Not on all of $(-\infty,\infty)$, no. In fact, if $f$ is increasing and concave on $(-\infty,\infty)$ then it must satisfy $\lim_{x\to-\infty}f(x)=-\infty$.
To see this, note that since $f$ is increasing, its derivative exists at some $x_0\in(-\infty,\infty)$. Since $f'(x_0)>0$, the tangent line $T(x)$ to $f$ at $x_0$ has positive slope, so that $T(x)\to-\infty$ as $x\to-\infty$. However due to concavity of $f$ we have $f(x)\leq T(x)$ for all $x\in(-\infty,\infty)$, and hence $f(x)\to -\infty$ as $x\to-\infty$ as claimed.

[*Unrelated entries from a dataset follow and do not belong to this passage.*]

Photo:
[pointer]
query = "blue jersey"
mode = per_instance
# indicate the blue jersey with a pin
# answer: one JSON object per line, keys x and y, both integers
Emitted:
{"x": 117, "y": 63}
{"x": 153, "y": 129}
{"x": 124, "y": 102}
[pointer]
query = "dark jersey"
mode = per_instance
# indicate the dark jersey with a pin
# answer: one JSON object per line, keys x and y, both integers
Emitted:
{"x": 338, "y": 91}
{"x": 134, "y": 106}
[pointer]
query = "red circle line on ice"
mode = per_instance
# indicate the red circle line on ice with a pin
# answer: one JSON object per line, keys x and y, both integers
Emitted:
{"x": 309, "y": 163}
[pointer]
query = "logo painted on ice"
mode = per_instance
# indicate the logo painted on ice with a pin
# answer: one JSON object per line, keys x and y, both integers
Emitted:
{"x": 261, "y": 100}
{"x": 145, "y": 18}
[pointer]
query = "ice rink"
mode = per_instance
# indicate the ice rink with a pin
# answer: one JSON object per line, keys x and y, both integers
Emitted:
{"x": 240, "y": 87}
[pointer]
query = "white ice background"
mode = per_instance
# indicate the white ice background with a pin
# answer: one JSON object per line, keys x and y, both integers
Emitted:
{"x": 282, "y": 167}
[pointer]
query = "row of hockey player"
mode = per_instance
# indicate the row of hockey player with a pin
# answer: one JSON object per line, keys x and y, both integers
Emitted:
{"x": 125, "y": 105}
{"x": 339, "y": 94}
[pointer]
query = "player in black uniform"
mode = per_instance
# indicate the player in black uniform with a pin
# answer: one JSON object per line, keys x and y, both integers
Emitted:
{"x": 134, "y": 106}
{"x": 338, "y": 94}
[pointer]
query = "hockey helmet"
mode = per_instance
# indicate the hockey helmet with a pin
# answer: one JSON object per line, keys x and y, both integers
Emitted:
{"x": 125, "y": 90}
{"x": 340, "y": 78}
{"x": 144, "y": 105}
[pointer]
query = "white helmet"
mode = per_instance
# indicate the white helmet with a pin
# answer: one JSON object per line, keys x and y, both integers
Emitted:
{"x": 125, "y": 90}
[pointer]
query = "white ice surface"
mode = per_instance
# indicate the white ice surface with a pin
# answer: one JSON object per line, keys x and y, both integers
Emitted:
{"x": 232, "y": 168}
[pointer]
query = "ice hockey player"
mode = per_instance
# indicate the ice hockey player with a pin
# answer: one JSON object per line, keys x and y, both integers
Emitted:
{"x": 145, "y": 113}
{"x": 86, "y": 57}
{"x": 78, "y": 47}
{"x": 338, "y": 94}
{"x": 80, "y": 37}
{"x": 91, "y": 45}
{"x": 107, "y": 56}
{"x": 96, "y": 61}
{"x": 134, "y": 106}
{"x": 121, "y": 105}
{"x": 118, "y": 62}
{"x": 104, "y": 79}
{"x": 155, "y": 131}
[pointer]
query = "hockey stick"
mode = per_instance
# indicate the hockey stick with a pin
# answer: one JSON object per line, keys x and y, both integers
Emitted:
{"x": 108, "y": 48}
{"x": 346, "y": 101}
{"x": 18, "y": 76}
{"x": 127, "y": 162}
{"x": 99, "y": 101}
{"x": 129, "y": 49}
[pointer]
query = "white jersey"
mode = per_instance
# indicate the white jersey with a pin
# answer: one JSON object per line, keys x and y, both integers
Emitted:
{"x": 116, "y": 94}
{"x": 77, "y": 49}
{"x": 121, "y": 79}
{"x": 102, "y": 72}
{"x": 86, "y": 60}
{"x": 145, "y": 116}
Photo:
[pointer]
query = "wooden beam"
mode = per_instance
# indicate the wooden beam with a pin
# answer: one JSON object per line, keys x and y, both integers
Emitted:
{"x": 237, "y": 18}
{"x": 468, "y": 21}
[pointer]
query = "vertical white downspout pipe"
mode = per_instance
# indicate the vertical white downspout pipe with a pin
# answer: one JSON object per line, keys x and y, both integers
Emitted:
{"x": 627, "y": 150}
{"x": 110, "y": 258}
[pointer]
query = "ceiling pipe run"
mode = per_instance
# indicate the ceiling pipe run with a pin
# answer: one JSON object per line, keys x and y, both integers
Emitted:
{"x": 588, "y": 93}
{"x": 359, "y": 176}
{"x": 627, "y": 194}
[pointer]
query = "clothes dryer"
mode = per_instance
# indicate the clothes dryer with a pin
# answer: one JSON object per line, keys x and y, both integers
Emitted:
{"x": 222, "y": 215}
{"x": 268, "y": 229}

It's also impossible to find an example on a positive ray, although for different reasons. Without loss of generality we may suppose $f:(0,\infty)\to(-\infty,\infty)$ is concave and that $f''$ exists with $|f''(x)|$ increasing. Since $f''(x)<0$, that means $f''$ is decreasing. In particular, there are $a,\delta>0$ such that $f'(x)<-\delta$ for all $x\geq a$. Note that there is $C\in(-\infty,\infty)$ such that $f'(x)=C+\int_a^xf''(t)\;dt\leq C+\delta a-\delta x\to -\infty$ as $x\to\infty$. Hence $f$ is eventually negative.
If you want $f$ defined on an interval, that means the interval must be bounded. This is quite easy to do. For instance let $f:(0,1)\to(0,\infty)$ be defined by $f(x)=3x-x^3$.